Tuesday, 10 January 2012

Scripture and Church: Calvin, Servetus and Castellio

Bruce Gordon is coming to UTC to give a lecture at 7pm on Thursday, January 19 in the Raccoon Mountain Room. This is the second lecture in the LeRoy Martin Distinguished Lecturer Series. The title of his talk is "Scripture and Church: Calvin, Servetus and Castellio." This is the abstract of the upcoming lecture:

"The 1550s was a decade of turbulence and conflict for the European Reformation. In German lands war loomed, while in France the reformed faithful suffered severe persecution. In England the young King Edward VI in whom such hopes had been placed was succeeded by his Catholic older sister, Mary. Within the Reformed church there many unresolved questions and tensions. This was evident in the trial and execution of the Spaniard Michael Servetus in Geneva in the autumn of 1553. This notorious case brought together three very different figures: John Calvin, Servetus and Sebastian Castellio. This talk will explore the differences between these men by considering the ways in which they interpreted the Bible and how those readings influenced their understanding of church and reform. The result is a consideration of the different paths the Reformation might have taken during those volatile years."

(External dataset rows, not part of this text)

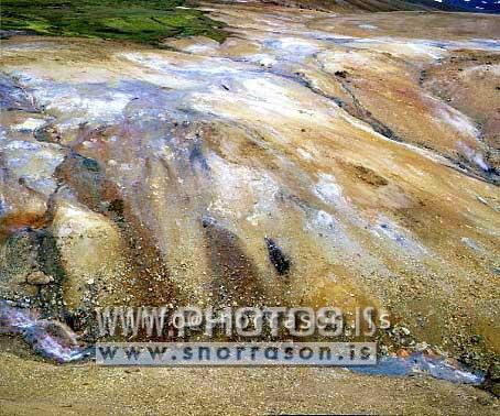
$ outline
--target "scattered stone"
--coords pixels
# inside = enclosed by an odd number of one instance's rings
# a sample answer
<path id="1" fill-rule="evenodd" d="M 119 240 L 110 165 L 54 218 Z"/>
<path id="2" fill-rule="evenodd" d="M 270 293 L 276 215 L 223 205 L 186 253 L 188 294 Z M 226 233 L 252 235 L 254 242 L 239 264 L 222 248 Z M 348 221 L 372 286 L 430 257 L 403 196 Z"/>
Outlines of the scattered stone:
<path id="1" fill-rule="evenodd" d="M 41 271 L 36 271 L 28 275 L 26 282 L 31 285 L 47 285 L 54 282 L 54 277 L 47 276 Z"/>
<path id="2" fill-rule="evenodd" d="M 281 275 L 289 273 L 291 266 L 290 258 L 283 253 L 281 248 L 272 239 L 265 237 L 264 240 L 268 244 L 269 259 L 276 269 L 278 273 Z"/>

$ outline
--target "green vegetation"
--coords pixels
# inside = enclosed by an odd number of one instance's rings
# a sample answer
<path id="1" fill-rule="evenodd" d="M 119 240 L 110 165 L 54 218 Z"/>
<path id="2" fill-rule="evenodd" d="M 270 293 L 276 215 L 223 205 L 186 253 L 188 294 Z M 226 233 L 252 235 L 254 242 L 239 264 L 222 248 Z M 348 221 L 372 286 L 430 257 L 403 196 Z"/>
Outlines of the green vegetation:
<path id="1" fill-rule="evenodd" d="M 164 37 L 205 35 L 224 41 L 222 24 L 184 0 L 1 0 L 1 29 L 157 44 Z"/>

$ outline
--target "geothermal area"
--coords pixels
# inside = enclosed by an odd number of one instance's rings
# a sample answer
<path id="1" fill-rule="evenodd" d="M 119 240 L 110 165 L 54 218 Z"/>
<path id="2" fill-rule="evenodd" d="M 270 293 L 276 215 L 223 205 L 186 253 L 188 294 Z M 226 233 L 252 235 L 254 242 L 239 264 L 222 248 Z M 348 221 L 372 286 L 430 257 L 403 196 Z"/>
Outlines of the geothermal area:
<path id="1" fill-rule="evenodd" d="M 2 28 L 0 414 L 498 415 L 500 15 L 444 6 Z M 145 305 L 391 327 L 362 369 L 97 365 L 96 308 Z"/>

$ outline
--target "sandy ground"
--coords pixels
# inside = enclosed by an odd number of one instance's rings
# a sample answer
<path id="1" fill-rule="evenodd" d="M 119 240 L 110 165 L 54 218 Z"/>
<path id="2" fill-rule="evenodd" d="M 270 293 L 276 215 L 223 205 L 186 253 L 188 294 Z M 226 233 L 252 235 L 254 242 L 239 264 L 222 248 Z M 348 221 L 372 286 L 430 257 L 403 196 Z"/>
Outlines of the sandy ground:
<path id="1" fill-rule="evenodd" d="M 392 351 L 498 360 L 498 18 L 205 7 L 221 45 L 4 42 L 1 297 L 79 335 L 99 305 L 373 305 L 411 333 Z M 57 366 L 10 341 L 0 397 L 7 415 L 498 413 L 431 379 Z"/>
<path id="2" fill-rule="evenodd" d="M 2 415 L 496 415 L 490 394 L 344 369 L 58 366 L 0 353 Z"/>

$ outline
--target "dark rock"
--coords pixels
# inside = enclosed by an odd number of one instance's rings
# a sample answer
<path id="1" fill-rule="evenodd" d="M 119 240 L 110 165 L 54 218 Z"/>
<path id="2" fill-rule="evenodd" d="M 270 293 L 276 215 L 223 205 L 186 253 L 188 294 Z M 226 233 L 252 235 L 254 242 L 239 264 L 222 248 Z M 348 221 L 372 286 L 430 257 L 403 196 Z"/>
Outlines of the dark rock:
<path id="1" fill-rule="evenodd" d="M 290 258 L 283 253 L 283 250 L 269 237 L 264 238 L 268 244 L 269 260 L 276 267 L 279 274 L 284 275 L 289 273 L 291 261 Z"/>

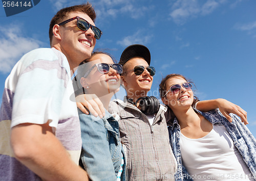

Bruce has written a wonderful new biography on John Calvin published by Yale University Press in 2009. The book puts flesh on a figure noted for his influential Institutes of the Christian Religion but whose life has been somewhat obscure. Although there is not all that much information on Calvin's person life, Bruce constructs an interesting and seamless narrative that places the great theologian within the context of Renaissance Europe. He also does a masterful job at describing Calvin as a regular person with character flaws, including arrogance and a desire for revenge against his enemies, while at the same time revealing Calvin's strengths, such as human compassion for the poor and desire for ecumenism among the other reformers. Calvin is sure to be the definitive biography of Geneva theologian for many more years to come and I look forward to his lecture at UTC.